Dominique Bourg, David Keith, Clive Hamilton, Bernadette Bensaude-Vincent, Olivier Boucher, propos recueillis par Cédric Enjalbert publié le 22 octobre 2015 16 min

Et si nous ne parvenions pas à réduire rapidement nos émissions de gaz à effet de serre ? Pour parer à ce scénario catastrophe, pourtant probable, des scientifiques et des ingénieurs imaginent un « plan B ». Ils espèrent rétablir l’équilibre climatique en « jouant » avec le ciel, le soleil et la mer. Enquête.

Avez-vous déjà calculé votre bilan carbone ? Je me suis prêté à un petit calcul à l’occasion de cette enquête : un aller-retour en train entre Paris et Zurich représente une émission de 5 kilogrammes de dioxyde de carbone (CO2) par personne dans l’atmosphère, soit la capacité d’absorption moyenne d’un arbre en un an. L’entreprise suisse Climeworks, une start-up en pointe sur les techniques de capture du CO2 dans l’air, a conçu une machine dont les performances permettent d’en absorber près de 135 kilogrammes par jour, soit l’équivalent de l’activité de vingt-sept arbres pendant un an. Mieux, les ingénieurs envisagent de concevoir des collecteurs de taille industrielle capturant jusqu’à plusieurs tonnes de CO2 par heure. De quoi « réparer le ciel » et rectifier le dérèglement climatique ? Pas si vite.

«L’entreprise n’envisage de capter le CO2 qu’à des échelles de l’ordre de quelques centaines de tonnes quotidiennement, ce qui n’a qu’un effet minime sur le climat»

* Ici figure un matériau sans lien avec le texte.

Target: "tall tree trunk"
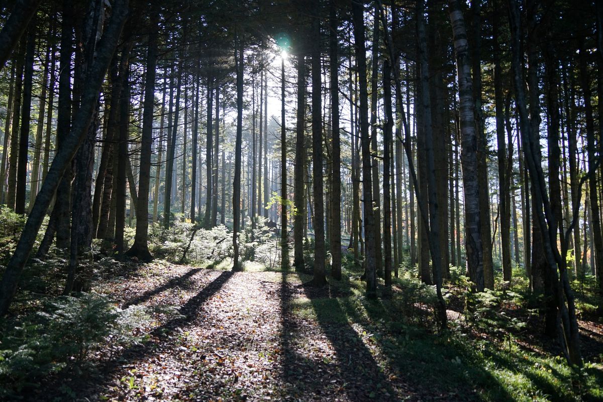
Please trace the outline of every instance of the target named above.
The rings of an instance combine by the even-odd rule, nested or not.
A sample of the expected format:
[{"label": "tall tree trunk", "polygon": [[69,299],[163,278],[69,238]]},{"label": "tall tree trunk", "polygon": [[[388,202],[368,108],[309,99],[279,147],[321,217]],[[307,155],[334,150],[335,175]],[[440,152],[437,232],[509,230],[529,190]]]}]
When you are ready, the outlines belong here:
[{"label": "tall tree trunk", "polygon": [[[13,127],[10,135],[10,149],[8,156],[8,180],[6,194],[6,205],[14,210],[17,190],[17,163],[19,160],[19,129],[21,122],[21,101],[23,96],[23,68],[25,63],[25,45],[22,40],[15,55],[16,77],[14,80],[14,101],[13,104]],[[57,127],[58,131],[58,127]]]},{"label": "tall tree trunk", "polygon": [[[302,46],[300,45],[300,46]],[[295,159],[294,171],[295,193],[294,204],[295,213],[293,217],[293,266],[296,271],[304,268],[303,262],[303,224],[306,219],[305,183],[306,152],[304,142],[304,128],[306,120],[306,60],[305,55],[300,51],[297,55],[297,119],[295,127]]]},{"label": "tall tree trunk", "polygon": [[[514,1],[510,0],[508,4],[513,53],[513,84],[516,104],[519,112],[524,154],[530,177],[535,187],[535,190],[533,193],[538,207],[535,209],[534,213],[537,216],[538,225],[543,234],[548,263],[548,274],[554,289],[554,297],[561,316],[560,329],[563,331],[563,336],[560,338],[563,346],[564,353],[569,364],[579,366],[582,364],[582,357],[580,354],[579,334],[575,315],[573,295],[567,279],[565,259],[561,257],[557,249],[555,230],[551,225],[552,213],[547,199],[542,168],[538,159],[537,149],[540,148],[540,142],[534,138],[532,122],[530,121],[528,117],[528,108],[526,105],[524,82],[522,78],[523,63],[520,52],[522,34],[520,12],[518,5]],[[535,68],[535,66],[532,67]],[[530,83],[531,87],[533,83]],[[534,88],[532,90],[535,90]],[[535,120],[537,120],[537,116],[532,117]],[[560,278],[557,276],[557,269],[559,271]]]},{"label": "tall tree trunk", "polygon": [[[596,272],[599,283],[599,301],[597,310],[603,315],[603,239],[601,238],[601,225],[599,215],[599,200],[597,190],[597,180],[595,169],[597,167],[597,157],[595,156],[596,148],[595,134],[595,120],[593,118],[593,107],[591,103],[590,80],[589,77],[586,50],[584,44],[580,48],[580,81],[584,100],[584,111],[586,118],[586,149],[588,157],[588,168],[590,177],[589,180],[589,201],[590,207],[590,227],[593,234],[593,247],[591,248],[590,254],[594,255],[594,264],[591,263],[591,269]],[[599,141],[601,142],[599,133]],[[601,157],[599,151],[599,157]]]},{"label": "tall tree trunk", "polygon": [[[50,42],[52,39],[52,28],[49,29],[47,38],[48,46],[46,48],[46,56],[43,62],[44,70],[42,72],[42,93],[40,95],[40,102],[38,107],[38,120],[37,127],[36,130],[36,142],[34,145],[34,159],[31,164],[30,209],[34,205],[34,201],[36,200],[36,195],[37,194],[37,189],[40,184],[40,159],[42,156],[42,134],[44,132],[44,114],[46,112],[46,88],[48,84],[48,64],[50,63],[50,51],[52,48],[50,45]],[[0,181],[0,183],[1,183],[1,181]]]},{"label": "tall tree trunk", "polygon": [[[98,37],[99,21],[104,19],[104,4],[96,1],[90,2],[87,14],[84,20],[83,29],[80,38],[80,48],[83,48],[81,60],[77,75],[83,83],[83,77],[94,61],[95,51]],[[102,25],[101,25],[102,27]],[[81,88],[80,88],[81,89]],[[70,245],[69,268],[67,280],[63,291],[69,294],[72,290],[87,291],[89,289],[89,280],[92,272],[84,275],[79,269],[79,260],[90,258],[92,243],[92,171],[94,167],[94,147],[96,131],[100,126],[97,103],[93,112],[92,124],[88,127],[88,133],[75,154],[74,160],[75,178],[72,184],[71,212],[71,243]]]},{"label": "tall tree trunk", "polygon": [[23,111],[21,113],[21,130],[19,138],[19,162],[17,166],[17,188],[14,201],[14,212],[18,214],[25,213],[27,154],[29,151],[30,127],[31,125],[31,89],[34,76],[34,52],[36,50],[35,33],[34,19],[27,35],[23,80]]},{"label": "tall tree trunk", "polygon": [[[384,127],[383,190],[384,190],[384,256],[385,257],[385,294],[391,294],[391,190],[390,183],[391,174],[390,147],[394,116],[391,110],[391,68],[389,60],[384,63],[384,102],[385,107],[385,125]],[[394,231],[395,233],[395,231]]]},{"label": "tall tree trunk", "polygon": [[212,194],[212,226],[218,224],[218,163],[219,157],[220,143],[220,86],[216,83],[216,139],[213,142],[213,169],[212,184],[213,186]]},{"label": "tall tree trunk", "polygon": [[212,118],[213,113],[213,78],[207,76],[207,137],[205,148],[206,180],[207,180],[206,195],[205,198],[205,216],[203,218],[203,226],[206,228],[211,227],[210,219],[212,216],[212,163],[213,159],[212,156],[213,151],[213,122]]},{"label": "tall tree trunk", "polygon": [[[149,252],[148,207],[149,187],[151,183],[151,152],[153,147],[153,107],[155,103],[155,77],[157,68],[157,42],[159,13],[151,11],[151,27],[147,51],[147,69],[145,99],[142,110],[142,135],[140,139],[140,170],[138,181],[138,202],[136,204],[136,233],[134,244],[127,255],[144,262],[153,256]],[[196,145],[196,144],[195,144]],[[186,155],[185,155],[186,157]],[[194,204],[194,203],[191,204]]]},{"label": "tall tree trunk", "polygon": [[[263,60],[262,60],[263,61]],[[259,139],[257,145],[259,149],[257,151],[257,216],[262,216],[262,141],[264,139],[264,66],[260,74],[260,124],[259,124]],[[224,169],[223,169],[223,171]],[[255,213],[255,212],[254,212]]]},{"label": "tall tree trunk", "polygon": [[[322,71],[320,60],[320,22],[314,15],[311,28],[312,43],[312,167],[314,198],[314,277],[312,283],[322,286],[326,283],[324,260],[324,204],[323,186]],[[283,114],[283,124],[285,124]],[[284,131],[283,134],[284,136]]]},{"label": "tall tree trunk", "polygon": [[[172,74],[174,74],[173,69]],[[176,84],[176,100],[175,102],[173,105],[174,108],[174,119],[172,119],[172,96],[170,95],[169,101],[169,111],[168,112],[169,117],[168,120],[168,127],[169,129],[172,130],[171,136],[168,134],[168,149],[166,152],[166,162],[167,165],[165,168],[165,195],[163,197],[163,227],[166,229],[169,228],[169,218],[171,209],[171,202],[172,202],[172,180],[174,175],[174,157],[175,148],[176,143],[176,134],[178,132],[178,118],[180,113],[180,83],[182,81],[182,61],[180,61],[178,66],[178,81]],[[170,84],[170,90],[173,89],[174,87]]]},{"label": "tall tree trunk", "polygon": [[10,302],[17,289],[19,277],[29,257],[38,230],[42,223],[52,195],[57,190],[59,180],[63,177],[87,134],[88,126],[92,121],[101,86],[109,66],[122,28],[128,15],[128,1],[116,0],[112,14],[106,30],[99,42],[94,63],[86,74],[81,105],[69,134],[59,149],[52,165],[38,193],[13,256],[7,265],[2,283],[0,283],[0,316],[8,310]]},{"label": "tall tree trunk", "polygon": [[458,80],[463,183],[465,195],[465,248],[469,278],[478,292],[485,287],[479,183],[478,178],[478,136],[473,115],[475,103],[469,63],[465,20],[458,0],[449,0]]},{"label": "tall tree trunk", "polygon": [[[54,58],[52,58],[53,66],[54,63]],[[14,90],[15,85],[15,68],[17,64],[16,61],[13,61],[11,63],[11,69],[10,69],[10,81],[8,83],[8,96],[6,107],[6,118],[4,121],[4,138],[2,141],[2,163],[0,165],[0,203],[2,204],[5,203],[5,186],[6,184],[6,174],[7,174],[7,158],[8,155],[8,139],[10,138],[10,132],[11,127],[12,125],[12,118],[13,118],[13,104],[14,102],[14,97],[16,96],[16,91]]]},{"label": "tall tree trunk", "polygon": [[501,247],[502,248],[502,279],[510,281],[513,269],[511,266],[511,239],[509,195],[511,192],[510,178],[507,175],[507,165],[511,160],[507,160],[505,131],[505,115],[502,95],[502,69],[500,67],[500,46],[498,43],[499,22],[497,16],[498,2],[494,0],[493,8],[494,30],[493,43],[494,46],[494,90],[496,116],[496,139],[498,155],[498,193],[500,198],[500,221]]},{"label": "tall tree trunk", "polygon": [[115,193],[115,245],[116,251],[121,256],[125,251],[124,231],[125,226],[125,196],[127,180],[126,170],[129,163],[128,142],[130,128],[130,68],[124,76],[119,101],[119,137],[117,143],[117,176]]},{"label": "tall tree trunk", "polygon": [[0,70],[10,57],[30,21],[36,15],[40,2],[41,0],[16,0],[14,2],[10,16],[0,31]]},{"label": "tall tree trunk", "polygon": [[[200,60],[197,60],[197,64],[200,64]],[[199,139],[199,84],[201,77],[199,73],[195,75],[195,96],[194,97],[194,106],[195,108],[195,120],[192,124],[192,166],[191,168],[192,176],[191,178],[191,223],[194,224],[196,217],[195,216],[195,206],[197,205],[197,148],[198,148]],[[165,86],[164,86],[165,90]],[[162,120],[163,121],[163,120]],[[160,154],[160,155],[161,154]],[[159,180],[157,174],[157,180]],[[159,181],[157,182],[159,183]]]},{"label": "tall tree trunk", "polygon": [[338,46],[337,28],[339,23],[334,0],[332,0],[329,4],[329,23],[330,30],[329,46],[330,58],[329,74],[331,95],[331,135],[333,147],[330,203],[331,230],[329,245],[331,249],[331,275],[339,280],[341,279],[341,150],[339,139],[339,57],[337,49]]},{"label": "tall tree trunk", "polygon": [[[449,1],[449,4],[451,4]],[[459,4],[457,2],[458,4]],[[481,237],[482,262],[484,270],[484,285],[488,289],[494,289],[494,266],[492,262],[492,235],[490,230],[490,207],[489,202],[489,190],[488,182],[488,165],[486,163],[486,155],[488,153],[488,140],[484,132],[484,122],[483,111],[482,110],[482,77],[481,77],[481,1],[471,2],[472,13],[473,18],[473,48],[472,54],[470,56],[473,73],[473,100],[475,104],[475,119],[476,135],[477,138],[477,180],[478,192],[479,193],[479,222],[481,225],[480,235]],[[461,13],[460,7],[458,9]],[[453,26],[454,31],[455,27]],[[468,49],[467,52],[469,53]],[[457,57],[458,58],[458,57]],[[467,72],[469,73],[469,70]],[[470,75],[467,77],[471,78]],[[459,81],[460,82],[460,77]],[[462,90],[459,84],[459,92]],[[461,107],[462,107],[461,101]],[[461,130],[463,127],[463,118],[461,117]],[[464,169],[463,169],[464,175]],[[472,280],[473,278],[471,278]],[[479,286],[478,286],[478,289]]]},{"label": "tall tree trunk", "polygon": [[[314,87],[312,87],[312,88],[314,88]],[[314,118],[314,115],[312,115],[312,117]],[[321,176],[321,178],[322,178],[322,176]],[[317,241],[318,241],[318,234],[316,235],[316,238],[317,239]],[[317,247],[318,247],[318,244],[317,244]],[[288,269],[289,244],[287,233],[287,136],[285,121],[285,58],[282,57],[280,59],[280,267],[283,270]],[[323,263],[324,263],[324,259],[323,260]]]},{"label": "tall tree trunk", "polygon": [[376,248],[373,212],[372,166],[368,127],[368,93],[367,89],[366,44],[365,43],[364,10],[359,4],[352,5],[354,31],[354,49],[358,71],[359,89],[360,139],[362,149],[362,195],[364,204],[367,297],[377,297]]},{"label": "tall tree trunk", "polygon": [[[377,142],[377,102],[379,95],[377,82],[379,75],[379,12],[378,5],[376,4],[374,9],[374,28],[373,30],[373,43],[371,44],[371,152],[372,155],[379,154]],[[374,227],[375,231],[375,269],[377,276],[383,277],[383,253],[381,249],[381,191],[379,183],[379,159],[375,156],[372,159],[373,166],[373,207],[374,215]]]},{"label": "tall tree trunk", "polygon": [[237,33],[235,41],[235,66],[236,71],[236,137],[235,140],[235,179],[232,190],[233,271],[241,271],[239,256],[239,230],[241,219],[241,160],[243,134],[243,33]]}]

Dominique Kronenberg, directeur de l'exploitation chez ClimeWorks

Pour en savoir plus, je me rends à Zurich, où l’un de ces rares prototypes est visible. Au 155 Birchstrasse, au cœur du Technopark, un bâtiment aux allures de hangar. Dominique Kronenberg m’accueille d’un signe de main. Ce gaillard aux larges yeux bleus dirige l’exploitation, aux côtés des fondateurs de Climeworks, Jan Wurzbacher et Christoph Gebald. Nous empruntons l’ascenseur. Au rez-de-chaussée un ballet de transpalettes. À l’étage le silence de l’open-space. À l’entrée, un large panneau siglé au nom de l’entreprise rappelle curieusement le logo de la Nasa. La start-up partage avec elle un goût pour les projets d’avenir. Elle a recruté une quinzaine d’ingénieurs, de mathématiciens et de chercheurs en mécanique. Une poignée d’entre eux s’échine à faire voler un hélicoptère miniature dans les couloirs de l’entreprise. Dans la salle de réunion, une large photo des dirigeants tout sourire rappelle les prix et les distinctions gagnés par l’entreprise : Climeworks est notamment finaliste du Virgin Earth Challenge, initié en 2007 par le fondateur de Virgin, le milliardaire sir Richard Branson, en compagnie d’Al Gore. À la clé, un prix de 25 millions de dollars. Qui remportera le pactole ? Le géo-ingénieur qui parviendra à proposer un procédé viable économiquement, susceptible de parvenir à « une élimination nette des gaz à effet de serre atmosphériques d’origine anthropique, chaque année, pendant au moins dix ans ». À ce jour, parmi la douzaine de finalistes, personne n’a été en mesure de relever le défi. D’ailleurs, Climeworks ne se distingue pas d’emblée par son souci écologique. « Nous ne sommes pas des “sauveurs du climat”, précise Dominique Kronenberg, et nous ne nous considérons pas à proprement parler comme des géo-ingénieurs. Aujourd’hui, l’entreprise n’envisage de capter le CO2 qu’à des échelles moyennes, de l’ordre de quelques centaines de tonnes quotidiennement, ce qui n’a qu’un effet minime sur le climat. Mais il est déjà possible de tirer une application économiquement viable de cette technique, bénéfique pour l’environnement. Climeworks essaie de produire une ressource et de la commercialiser. Cette ressource est le dioxyde de carbone, qu’il est non seulement possible de recycler dans l’industrie cosmétique, la fabrication de sodas et d’eaux gazeuses, mais dont on peut aussi tirer un carburant dont l’émission de CO2 est “neutre”. »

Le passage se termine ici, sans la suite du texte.